Les dépôts des jeunes gens, à partir de cinq sous, pouvaient se faire au presbytère tous les vendredis.
Le 15 juin, c'était au tour des paroissiens d'être convoqués par l'abbé Grondin pour une causerie sur le fonctionnement d'une caisse populaire. Cela conduisit donc à la fondation de celle de NDG, le 23 août 1925, par l'adoption de la proposition : "Que la Caisse populaire de N.-D. de Grâce fasse partie de l'Union régionale de Québec" et l'adoption des statuts. Puis ce fut la nomination des membres du Conseil d'administration, de la Commission du crédit et du Conseil de surveillance. À titre de président d'honneur de la Caisse, Joseph Laflamme, de Lévis, fut désigné, tandis que Monseigneur J.-Alfred Langlois en était nommé patron. On décida que le maximum de parts d'un sociétaire soit fixé à 40 (200$) et que le maximum du montant de prêt consenti à un sociétaire soit aussi de 200$.
La même journée furent tenues les premières séances des comités. Alfred Larose fut élu président de la Commission du crédit (où, on se rappelle, il figurait aussi auparavant à Saint-Sauveur) par les deux autres membres : Théophile Maheux et Alphonse Paquet.

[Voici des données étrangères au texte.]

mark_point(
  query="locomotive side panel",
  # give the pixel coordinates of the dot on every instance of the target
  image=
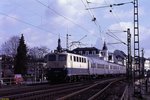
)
(77, 65)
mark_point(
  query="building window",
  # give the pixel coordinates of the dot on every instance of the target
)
(86, 52)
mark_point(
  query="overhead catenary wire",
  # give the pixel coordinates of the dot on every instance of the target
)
(27, 23)
(93, 17)
(66, 18)
(115, 38)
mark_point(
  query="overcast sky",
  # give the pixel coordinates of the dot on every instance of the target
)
(43, 21)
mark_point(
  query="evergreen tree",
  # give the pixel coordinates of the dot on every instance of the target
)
(21, 58)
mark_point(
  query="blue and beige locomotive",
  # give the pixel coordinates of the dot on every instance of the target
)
(81, 63)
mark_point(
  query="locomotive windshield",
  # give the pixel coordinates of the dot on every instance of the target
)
(62, 57)
(55, 57)
(52, 58)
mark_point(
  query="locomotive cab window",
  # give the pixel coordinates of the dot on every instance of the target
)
(62, 58)
(52, 57)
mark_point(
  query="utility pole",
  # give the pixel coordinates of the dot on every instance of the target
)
(137, 69)
(142, 62)
(129, 63)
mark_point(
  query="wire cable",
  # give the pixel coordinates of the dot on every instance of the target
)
(62, 16)
(27, 23)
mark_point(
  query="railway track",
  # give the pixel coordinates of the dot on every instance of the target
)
(94, 92)
(69, 91)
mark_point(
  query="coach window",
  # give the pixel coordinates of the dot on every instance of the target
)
(62, 58)
(82, 60)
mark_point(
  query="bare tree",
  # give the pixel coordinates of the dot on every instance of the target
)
(9, 48)
(38, 52)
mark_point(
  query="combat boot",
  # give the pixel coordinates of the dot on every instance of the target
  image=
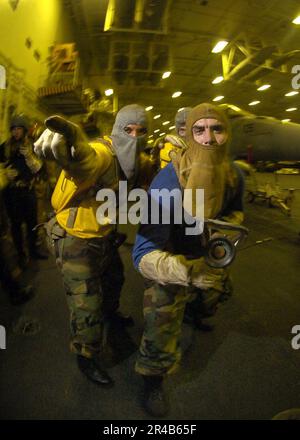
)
(91, 369)
(155, 400)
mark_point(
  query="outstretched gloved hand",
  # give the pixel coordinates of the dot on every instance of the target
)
(62, 141)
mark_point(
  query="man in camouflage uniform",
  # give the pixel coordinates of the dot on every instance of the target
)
(86, 251)
(170, 259)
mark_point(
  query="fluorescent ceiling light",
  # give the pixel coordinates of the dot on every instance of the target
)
(296, 20)
(176, 94)
(219, 46)
(235, 108)
(109, 92)
(291, 93)
(218, 79)
(218, 98)
(264, 87)
(166, 75)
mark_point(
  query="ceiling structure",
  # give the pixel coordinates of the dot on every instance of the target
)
(128, 44)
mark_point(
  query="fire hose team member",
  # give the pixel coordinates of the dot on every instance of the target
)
(170, 260)
(86, 251)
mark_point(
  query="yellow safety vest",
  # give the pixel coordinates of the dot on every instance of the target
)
(74, 200)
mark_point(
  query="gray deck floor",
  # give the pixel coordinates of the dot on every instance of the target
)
(244, 369)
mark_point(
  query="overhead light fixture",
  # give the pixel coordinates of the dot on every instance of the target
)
(218, 98)
(291, 93)
(235, 108)
(264, 87)
(176, 94)
(219, 46)
(109, 92)
(296, 20)
(217, 80)
(166, 75)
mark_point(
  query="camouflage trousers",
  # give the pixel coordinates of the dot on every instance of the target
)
(163, 307)
(93, 277)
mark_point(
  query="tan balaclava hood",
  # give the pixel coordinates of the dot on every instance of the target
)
(204, 166)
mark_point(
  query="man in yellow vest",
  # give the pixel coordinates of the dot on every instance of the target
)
(86, 251)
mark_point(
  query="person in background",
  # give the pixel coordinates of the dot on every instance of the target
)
(11, 275)
(22, 166)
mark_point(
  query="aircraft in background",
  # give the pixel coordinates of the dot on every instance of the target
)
(262, 138)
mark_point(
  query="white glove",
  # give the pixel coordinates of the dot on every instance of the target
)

Albert-P. Drolet fut élu comme président du Conseil d'administration, Jos. Côté, comme vice-président, et Antonio Larose, comme secrétaire-gérant, par les autres membres Nap. Robitaille et Séverin Coulombe. Il fut résolu que la taxe d'entrée soit fixée à dix sous par part sociale.
Quant au Conseil de surveillance, il comprenait Alfred Robitaille (président), J.-Raoul Matte et Albert Maheux.
La Bonne Nouvelle du 29 août énumérait les noms des paroissiens qui avaient déjà fait leur entrée à la Caisse, le nombre de parts variant de 1 à 10. Puis chaque semaine à partir du 19 septembre, le journal rédigea une colonne pour expliquer les "nature, but et champ d'action" de la Caisse populaire.
Enfin en septembre 1925, les demoiselles de la paroisse étaient invitées à assister à un exposé de l'abbé Grondin, dans l'intention de fonder une "Caisse-dotation".
Michel.
N.B. L'annonce de la Caisse populaire était au dos du feuillet paroissial de 1958.